Step three: the waste mixed acid treated by the Venturi preconcentrator 2 is sent into a first-stage reaction furnace 3 for roasting and decomposition, the temperature of the first-stage reaction furnace 3 is controlled at 130 ℃, and most of nitrate is heated and decomposed in the furnace to generate NO₂、O₂And metal oxides, and the waste gas enters the primary cyclone separator 4 for treatment. And the treated gas is sampled and detected, and the detection result shows that NO in the waste gas₂Volume content of NO and NO₂The total volume content of HF is 80.1%, the volume content of NO is 2.0%, and the volume content of HF is 17.9% (HF is mainly free hydrofluoric acid in waste acid evaporated), metal oxide powder, salt and other solid impurities separated by the primary cyclone 4 and solid materials and return materials discharged from the primary reaction furnace 3 enter the secondary reaction furnace 5 for further roasting decomposition, and the detection result shows that the content of fluoride salt accounts for 81.3% of the total content of fluoride salt and nitrate (a part of nitrate is still not decomposed).

Step four: the temperature in the secondary reaction furnace 5 is controlled at about 750 ℃, the main decomposition reaction in the furnace is fluoride salt and partial nitrate, a large amount of HF gas and a small amount of HF gas are generatedMeasuring NO gas, O₂And metal oxide, it is found through the detection that in the secondary reaction furnace 5, the decomposition speed of fluoride salt is obviously accelerated, probably because most of water in the waste acid is evaporated and most of nitrate is decomposed in the primary reaction furnace 3, so that fluoride salt can reach the problem required by the reaction more quickly, and fluoride salt exists in a crystal form and contains crystal water, and the reaction can also be carried out more quickly when the reaction temperature is reached.
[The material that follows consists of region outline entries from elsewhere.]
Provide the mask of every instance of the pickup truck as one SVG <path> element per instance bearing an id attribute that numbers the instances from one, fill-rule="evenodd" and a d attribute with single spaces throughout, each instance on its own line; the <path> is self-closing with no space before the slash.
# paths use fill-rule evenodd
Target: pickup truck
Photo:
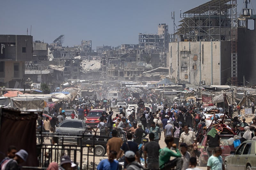
<path id="1" fill-rule="evenodd" d="M 91 134 L 94 134 L 88 130 L 84 120 L 65 119 L 59 125 L 56 125 L 56 132 L 54 134 L 59 137 L 59 144 L 94 146 L 95 155 L 103 156 L 107 152 L 106 145 L 111 137 Z"/>

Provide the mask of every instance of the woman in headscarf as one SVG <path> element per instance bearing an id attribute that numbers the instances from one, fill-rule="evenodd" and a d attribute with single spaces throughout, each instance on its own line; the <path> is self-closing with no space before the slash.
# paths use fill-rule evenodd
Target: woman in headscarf
<path id="1" fill-rule="evenodd" d="M 243 137 L 246 140 L 251 140 L 253 137 L 253 134 L 250 130 L 250 127 L 249 126 L 244 127 L 244 131 Z"/>
<path id="2" fill-rule="evenodd" d="M 212 128 L 207 133 L 207 138 L 205 144 L 205 146 L 207 146 L 206 150 L 209 157 L 212 156 L 213 148 L 219 147 L 220 144 L 220 136 L 216 129 Z"/>
<path id="3" fill-rule="evenodd" d="M 59 169 L 58 164 L 55 162 L 52 162 L 49 164 L 47 170 L 58 170 Z"/>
Wherein the metal oxide is discharged into a metal oxide bin 6 through a slag discharge port, the waste gas enters a secondary cyclone separator 7 for gas-solid separation, the separated solid particles return to a secondary reaction furnace 5, the waste gas treated by the secondary cyclone separator is detected, and the detection result shows that the volume content of HF accounts for 82.4% of the total volume content of HF and NO.

Step five: the waste gas treated by the secondary cyclone separator 7 and the waste gas treated by the primary cyclone separator 4 enter the Venturi preconcentrator 2 and exchange heat with the acid liquor to evaporate free acid and part of water in the waste mixed acid.

Step six: the waste gas enters the absorption tower 8 from the Venturi preconcentrator 2, the acid liquid is sprayed from the top, the gas enters from the bottom, and an absorption ring is filled in the absorption tower, wherein more than 90 percent of HF gas is absorbed, the temperature of the waste gas is cooled to be between 80 and 85 degrees, and the generated regenerated acid is supplied to the pickling line for recycling.

Step seven: the waste gas enters the washing tower 9 from the absorption tower 8, the acid liquid is sprayed from the top, the gas enters from the bottom, and an absorption ring is filled in the absorption tower, wherein the residual 10 percent of HF gas is absorbed, so that more than 97 percent of HF gas is completely absorbed, and the absorbed regenerated acid enters the absorption tower 8 to absorb the HF gas.

Step eight: the waste gas enters a cooling tower 10 from a washing tower 9 for cooling, industrial fresh water is sprayed from the top, gas enters from the bottom to absorb water vapor remained in the waste gas, and the absorbed regenerated acid enters the washing tower 9 to absorb HF gas.

Step nine: the waste gas enters the oxidation tower 11 from the cooling tower 10, the industrial fresh water is sprayed from the top, the hydrogen peroxide is added, the gas enters from the bottom, and the high-density filling material is arranged in the gasContaining a small amount of NO oxidized to NO₂Simultaneously to NO₂Absorbing and recovering HNO₃And the absorbed regenerated acid solution enters a washing tower 9 to absorb HF gas.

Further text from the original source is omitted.